本研究所制备的含Asp（Asp/TLs）的热响应脂质体（TLs）是通过自组装二棕榈酰磷脂酸（DPPC）、聚乙二醇2000的DSPE和胆固醇而得。采用Box–Behnken设计（BBD）优化了制备变量。优化的Asp/TLs表现出平均粒径为114.05 ± 1.56纳米，PDI为0.15 ± 0.015，ζ电位为−15.24 ± 0.65毫伏，以及包封效率（EE%）为84.08 ± 2.75%。此外，在生理条件下，Asp/TLs呈现球形，具有卓越的稳定性，并在38°C的温度下触发Asp的热释放，于40°C时达到Asp释放的最大值。MTT试验表明，相较于其他制剂，在40°C的轻度高温下，优化的Asp/TLs对侵袭性三阴性乳腺癌细胞系（MDA-MB-231）展现出最高的细胞毒性活性。
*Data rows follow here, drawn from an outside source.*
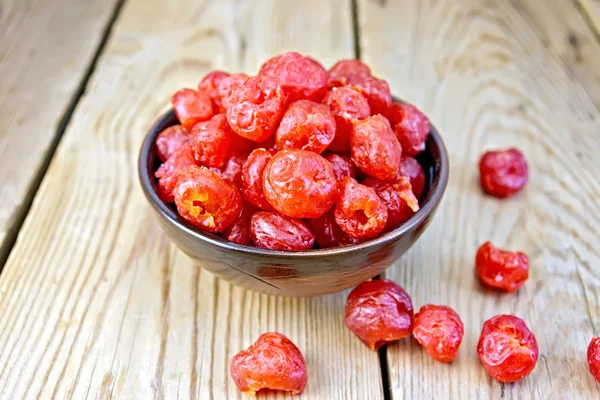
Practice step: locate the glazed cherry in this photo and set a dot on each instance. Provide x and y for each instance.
(170, 140)
(346, 105)
(503, 173)
(500, 269)
(306, 125)
(411, 127)
(191, 107)
(375, 149)
(255, 108)
(300, 77)
(594, 358)
(210, 85)
(299, 184)
(439, 330)
(206, 200)
(359, 211)
(252, 178)
(410, 168)
(211, 141)
(168, 173)
(272, 230)
(398, 197)
(507, 348)
(379, 312)
(328, 233)
(342, 166)
(272, 362)
(342, 71)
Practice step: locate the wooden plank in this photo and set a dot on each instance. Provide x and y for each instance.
(94, 300)
(492, 75)
(46, 49)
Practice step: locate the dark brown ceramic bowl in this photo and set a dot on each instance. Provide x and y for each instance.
(301, 273)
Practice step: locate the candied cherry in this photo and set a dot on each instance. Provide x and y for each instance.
(359, 211)
(375, 149)
(342, 71)
(255, 108)
(411, 127)
(594, 358)
(272, 230)
(500, 269)
(300, 77)
(503, 173)
(410, 168)
(252, 178)
(272, 362)
(206, 200)
(439, 330)
(398, 197)
(299, 184)
(239, 230)
(327, 232)
(346, 105)
(170, 140)
(169, 171)
(211, 141)
(210, 85)
(306, 125)
(191, 107)
(507, 348)
(228, 85)
(379, 312)
(342, 166)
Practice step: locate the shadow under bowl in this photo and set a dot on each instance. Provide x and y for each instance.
(300, 273)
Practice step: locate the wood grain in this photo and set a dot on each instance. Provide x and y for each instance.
(494, 74)
(94, 300)
(45, 51)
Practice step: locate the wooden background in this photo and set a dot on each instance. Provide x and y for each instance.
(96, 302)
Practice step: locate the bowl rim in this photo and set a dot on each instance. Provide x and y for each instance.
(438, 186)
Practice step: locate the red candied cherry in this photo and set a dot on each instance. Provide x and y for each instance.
(410, 168)
(379, 312)
(191, 107)
(306, 125)
(272, 362)
(252, 178)
(507, 348)
(439, 330)
(210, 85)
(170, 140)
(500, 269)
(375, 149)
(206, 200)
(255, 108)
(300, 77)
(503, 173)
(594, 358)
(328, 233)
(346, 105)
(398, 197)
(359, 211)
(272, 230)
(211, 141)
(411, 127)
(299, 184)
(169, 171)
(342, 71)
Asp/TLs在40°C下的半数抑制浓度（IC50）估计为0.9 μg mL−1，而游离Asp的IC50为3.83 μg mL−1。因此，优化的Asp/TLs在轻度高温下能够将Asp的细胞毒性活性提高4倍。未经40°C处理的Asp和Asp/TLs的IC50值分别为6.6 μg mL−1和186 μg mL−1。这表明Asp仅在40°C时释放。凋亡试验揭示，与40°C下的Asp相比，Asp/TLs（40°C）在晚凋亡和坏死四分位数中细胞群体的百分比显著增加，同时存活细胞四分位数的显著减少（P ≤ 0.001）。Asp/TLs（40°C）和Asp（40°C）可通过上调凋亡基因Bak和Bax，下调抗凋亡基因BCL-xL和BCL-2来刺激内在凋亡途径。游离Asp（40°C）将Bak和Bax的基因表达上调了4.4-和5.2倍，同时将BCL-xL和BCL-2的表达分别降低了50%和73%。优化的Asp TLs（40°C）表现出更显著的效果，表现为Bak、Bax和P53的上调幅度分别为5.6-、7.2-和1.3倍，以及BCL-xL和BCL-2的下调幅度分别为70%和85%。因此，优化的Asp TLs（40°C）治疗显示出最强的细胞毒性特征，并在MDA-MB-231细胞中诱导凋亡和坏死。